The process begins with an MRI scan of a patient’s heart that shows the organ as hundreds of cross-sectional slices. Each cross section has dark and light regions that could possibly indicate the edges of anatomical structures within the heart. The new software, developed by MIT and the Boston Children’s Hospital, can correctly identify an individual heart’s anatomical structures by following the lead of a human expert who interprets a small patch equivalent to just one-ninth of the area of each cross section, according to an MIT press release.
One of the best results came from a human expert interpreting just 14 patches and allowing the computer algorithm to infer the rest of the patient’s heart structure across the rest of the MRI scan’s 200 cross sections. The software results were in agreement with human experts interpreting all 200 cross sections 90 percent of the time. A few tweaks allowed the “segmentation” or digital recreation of a virtual 3-D heart model.
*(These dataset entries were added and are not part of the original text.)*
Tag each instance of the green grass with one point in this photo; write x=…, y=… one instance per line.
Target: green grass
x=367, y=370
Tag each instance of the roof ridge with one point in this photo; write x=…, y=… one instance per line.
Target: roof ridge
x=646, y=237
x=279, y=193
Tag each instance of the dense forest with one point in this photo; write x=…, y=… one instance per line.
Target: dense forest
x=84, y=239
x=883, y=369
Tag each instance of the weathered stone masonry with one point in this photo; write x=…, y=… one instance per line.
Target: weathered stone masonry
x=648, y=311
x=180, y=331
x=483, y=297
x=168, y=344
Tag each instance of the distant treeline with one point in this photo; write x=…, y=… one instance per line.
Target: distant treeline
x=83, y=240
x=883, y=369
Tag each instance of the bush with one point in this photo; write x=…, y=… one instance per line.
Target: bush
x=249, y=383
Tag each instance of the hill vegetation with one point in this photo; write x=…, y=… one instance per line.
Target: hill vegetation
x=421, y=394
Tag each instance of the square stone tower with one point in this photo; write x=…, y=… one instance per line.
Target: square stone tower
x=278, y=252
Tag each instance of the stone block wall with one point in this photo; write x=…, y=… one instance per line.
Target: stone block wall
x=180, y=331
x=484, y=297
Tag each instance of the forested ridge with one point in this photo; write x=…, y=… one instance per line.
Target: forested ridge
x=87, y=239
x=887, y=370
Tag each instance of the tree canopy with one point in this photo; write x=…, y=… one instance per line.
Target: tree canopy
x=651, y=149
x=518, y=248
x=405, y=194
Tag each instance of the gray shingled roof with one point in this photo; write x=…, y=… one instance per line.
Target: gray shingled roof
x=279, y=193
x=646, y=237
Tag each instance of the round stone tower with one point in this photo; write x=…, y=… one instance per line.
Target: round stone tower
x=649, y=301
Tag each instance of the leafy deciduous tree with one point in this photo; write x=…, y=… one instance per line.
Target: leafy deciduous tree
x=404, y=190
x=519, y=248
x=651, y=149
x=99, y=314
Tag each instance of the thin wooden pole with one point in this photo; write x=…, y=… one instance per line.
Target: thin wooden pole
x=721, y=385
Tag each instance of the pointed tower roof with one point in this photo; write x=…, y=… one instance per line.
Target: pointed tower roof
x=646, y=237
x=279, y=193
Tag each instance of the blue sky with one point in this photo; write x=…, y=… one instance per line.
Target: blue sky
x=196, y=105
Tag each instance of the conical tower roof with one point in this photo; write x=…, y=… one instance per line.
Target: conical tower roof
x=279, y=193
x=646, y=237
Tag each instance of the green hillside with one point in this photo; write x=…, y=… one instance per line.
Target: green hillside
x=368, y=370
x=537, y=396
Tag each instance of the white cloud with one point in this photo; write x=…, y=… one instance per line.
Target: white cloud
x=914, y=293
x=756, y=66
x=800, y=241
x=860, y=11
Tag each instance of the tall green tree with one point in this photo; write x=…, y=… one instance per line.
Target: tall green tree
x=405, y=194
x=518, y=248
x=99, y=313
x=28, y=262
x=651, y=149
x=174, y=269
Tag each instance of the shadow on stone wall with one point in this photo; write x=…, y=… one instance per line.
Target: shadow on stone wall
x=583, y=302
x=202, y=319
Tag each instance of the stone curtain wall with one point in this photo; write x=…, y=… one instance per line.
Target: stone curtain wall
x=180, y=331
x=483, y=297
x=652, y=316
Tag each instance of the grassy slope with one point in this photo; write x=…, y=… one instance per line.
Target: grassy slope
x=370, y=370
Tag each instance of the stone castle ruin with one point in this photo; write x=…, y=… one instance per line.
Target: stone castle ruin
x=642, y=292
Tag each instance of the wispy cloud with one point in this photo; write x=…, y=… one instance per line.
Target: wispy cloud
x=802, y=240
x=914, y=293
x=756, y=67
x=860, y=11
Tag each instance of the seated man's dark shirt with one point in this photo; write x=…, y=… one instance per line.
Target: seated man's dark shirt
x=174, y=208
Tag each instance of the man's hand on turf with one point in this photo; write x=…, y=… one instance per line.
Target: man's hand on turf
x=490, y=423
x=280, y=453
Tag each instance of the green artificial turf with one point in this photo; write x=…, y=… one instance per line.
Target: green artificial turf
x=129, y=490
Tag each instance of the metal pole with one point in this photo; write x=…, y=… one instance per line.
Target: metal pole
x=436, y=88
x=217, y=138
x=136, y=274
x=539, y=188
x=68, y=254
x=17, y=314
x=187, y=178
“I think that if somebody told me that I could segment the whole heart from eight slices out of 200, I would not have believed them,” said Polina Golland, a professor of electrical engineering and computer science at MIT and leader of the project, in the MIT press release. “It was a surprise to us.”
The group worked with high-precision MRI scans developed by Medhi Moghari, a physicist at Boston Children’s Hospital. Moghari’s scans were 10 times as precise as previous scans. Interpreting all the features of 200 such highly-detailed cross sections would typically take human experts between 8 and 10 hours. Though that interpretation allows researchers to create a virtual 3-D model of the heart that serves as the basis for a 3-D printed model, that’s way too much time.
But the new software from a team led by Danielle Pace, an MIT graduate student in electrical engineering and computer science, managed to create a fairly accurate digital 3-D model of each patient’s heart in just an hour. The 3-D printing process takes several additional hours.
The researchers plan to report on their system at the International Conference on Medical Image Computing and Computer Assisted Intervention in October. They hope to improve the software’s accuracy by examining patches that appear in several MRI cross sections.
Seven cardiac surgeons at Boston Children’s Hospital will also test the usefulness of 3-D printed heart models in a clinical study this fall. They will draw up surgical plans for 10 patients who have already undergone surgery at Boston Children’s hospital and compare the plans with the documented surgeries that were performed. Such surgical plans will either be based on physical 3-D printed models or virtual 3-D models, with the models based on either human expertise or the computer software.
Virtual models of hearts have already proven their worth in basic research. But separate clinical trials aim to test how a personalized computer model for each individual patient could improve medical care, as previously reported by Natalia Trayanova for IEEE Spectrum. The MIT and Boston Children’s Hospital research represents yet another promising step forward in this area.